With so much success following closely at his back, its baffling that the Crosstown Rebels star is only just releasing his first solo offering. All we can say is, its about damn time.
The compilation’s name, Mariri, means “healing, life-giving force” in Hancha Kuin, the ancient language of the Kaxinawa tribe that dwells in the Brazilian Amazon. Fittingly, the first tune in the EP is the title track, a classic tech house introduction that carries a vibe as tribal and exotic as its namesake. Tightly programmed drums frame the tune’s strange and child-like vocals, which were sampled from a field recording Cazal made while visiting Peru.
The lead track acquires a darker and more sinister tone at the hands of Detroit techno heavyweight Stacey Pullen. Keeping the vocals intact, Pullen’s remix takes the track straight to the dance floor of a smoky underground club by adding some brooding melodies to the tune and softening the original percussion into a heady, thumping groove line.
Building off the techno feel established by Pullen’s remix, Cazal luanches into a tough and futuristic analogue theme.
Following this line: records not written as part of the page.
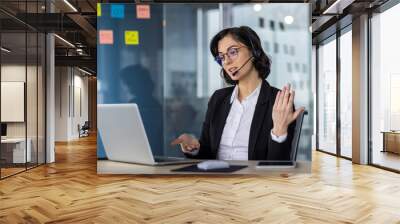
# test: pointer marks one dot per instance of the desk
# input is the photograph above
(18, 149)
(112, 167)
(391, 141)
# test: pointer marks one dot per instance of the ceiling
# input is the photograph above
(76, 23)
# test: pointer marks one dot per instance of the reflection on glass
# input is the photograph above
(191, 74)
(345, 94)
(385, 85)
(327, 96)
(31, 101)
(13, 86)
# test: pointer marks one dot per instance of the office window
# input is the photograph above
(327, 96)
(22, 88)
(346, 94)
(282, 64)
(385, 89)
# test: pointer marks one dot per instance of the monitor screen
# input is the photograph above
(3, 129)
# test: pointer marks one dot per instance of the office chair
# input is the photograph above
(296, 135)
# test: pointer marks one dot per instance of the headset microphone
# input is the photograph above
(234, 73)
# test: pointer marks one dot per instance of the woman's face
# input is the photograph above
(234, 55)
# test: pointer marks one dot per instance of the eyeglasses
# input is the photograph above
(232, 53)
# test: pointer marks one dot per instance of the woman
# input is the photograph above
(250, 120)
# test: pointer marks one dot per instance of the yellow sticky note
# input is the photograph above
(98, 9)
(131, 37)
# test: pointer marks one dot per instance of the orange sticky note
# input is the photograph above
(143, 11)
(106, 37)
(131, 37)
(98, 9)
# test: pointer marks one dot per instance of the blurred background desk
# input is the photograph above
(111, 167)
(13, 150)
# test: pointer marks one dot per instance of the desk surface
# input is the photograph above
(112, 167)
Co-produced with Hot Creations recent addition Mark Jenkyns, “The Bullfrog” is a tense and gritty numb that takes the EP further away from the light and deeper into the dark of the jungle.
Cazal offers us leads us slowly back into the light with the final track on the EP, a collaboration with BL_NKSP_C_S. Titled “Memory Man,” the tune is a manifestation of simplicity and elegance. A steady and driving beat serves as the pulse for the song, while soft and melancholy vocals waft lazily to the forefront from some distant musical limbo. The tune as a whole seems to develop out of nowhere and all at once, and before you know it you’re enveloped in a sound that is surprisingly passionate and somewhat unexpected.
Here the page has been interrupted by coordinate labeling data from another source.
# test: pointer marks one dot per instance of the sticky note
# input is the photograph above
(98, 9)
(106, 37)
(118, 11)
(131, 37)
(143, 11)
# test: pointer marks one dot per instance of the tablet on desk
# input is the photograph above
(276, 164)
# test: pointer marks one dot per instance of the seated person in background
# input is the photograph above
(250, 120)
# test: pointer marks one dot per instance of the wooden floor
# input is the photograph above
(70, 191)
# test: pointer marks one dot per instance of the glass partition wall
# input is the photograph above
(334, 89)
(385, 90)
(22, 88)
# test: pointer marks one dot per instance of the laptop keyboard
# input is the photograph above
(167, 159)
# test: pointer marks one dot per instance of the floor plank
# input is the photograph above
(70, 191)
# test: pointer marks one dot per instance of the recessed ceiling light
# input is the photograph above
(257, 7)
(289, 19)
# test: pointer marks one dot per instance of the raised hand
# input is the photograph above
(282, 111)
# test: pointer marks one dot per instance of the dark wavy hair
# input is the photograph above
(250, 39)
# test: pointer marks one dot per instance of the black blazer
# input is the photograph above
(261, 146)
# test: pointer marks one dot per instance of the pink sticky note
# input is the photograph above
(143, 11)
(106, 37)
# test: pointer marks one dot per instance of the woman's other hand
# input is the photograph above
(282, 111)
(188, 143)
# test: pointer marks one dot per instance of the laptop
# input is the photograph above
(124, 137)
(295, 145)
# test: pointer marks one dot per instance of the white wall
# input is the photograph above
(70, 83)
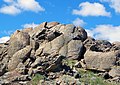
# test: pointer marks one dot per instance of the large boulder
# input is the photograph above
(65, 40)
(115, 72)
(18, 57)
(99, 60)
(18, 41)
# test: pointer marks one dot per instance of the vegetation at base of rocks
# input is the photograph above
(69, 62)
(90, 78)
(35, 80)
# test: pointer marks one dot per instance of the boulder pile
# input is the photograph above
(47, 48)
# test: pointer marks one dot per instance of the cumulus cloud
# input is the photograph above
(4, 39)
(115, 4)
(33, 25)
(12, 10)
(105, 32)
(14, 7)
(30, 5)
(91, 9)
(79, 22)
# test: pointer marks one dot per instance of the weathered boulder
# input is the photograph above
(115, 72)
(18, 57)
(99, 60)
(18, 41)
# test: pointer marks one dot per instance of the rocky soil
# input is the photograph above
(58, 54)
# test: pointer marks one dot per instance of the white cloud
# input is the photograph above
(78, 22)
(8, 1)
(14, 7)
(33, 25)
(12, 10)
(91, 9)
(106, 32)
(4, 39)
(30, 5)
(115, 4)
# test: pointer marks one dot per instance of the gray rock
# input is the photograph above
(99, 60)
(115, 72)
(18, 57)
(18, 41)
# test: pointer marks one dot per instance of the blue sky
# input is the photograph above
(100, 18)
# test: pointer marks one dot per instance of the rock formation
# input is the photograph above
(45, 50)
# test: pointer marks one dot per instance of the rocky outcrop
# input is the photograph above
(56, 52)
“With my first EP I wanted to show different sides of my musical output, whilst keeping to the spectrum of club music” says Luca. “I seem to have found myself involved with so many different projects in recent times… it was liberating to be left to roam free.” he continues. That sense of exploration translates clearly throughout Mariri, but despite experimenting with a range of markedly different sounds, Cazal balances the EP’s divergence by keeping the focus of all the tracks entirely on the dance floor, regardless of the genre.
Beautifully illustrating Crosstown Rebels’ forward thinking and individualistic approach to music, Mariri offers a stunning peak into an artist’s personal voyage of self-discovery.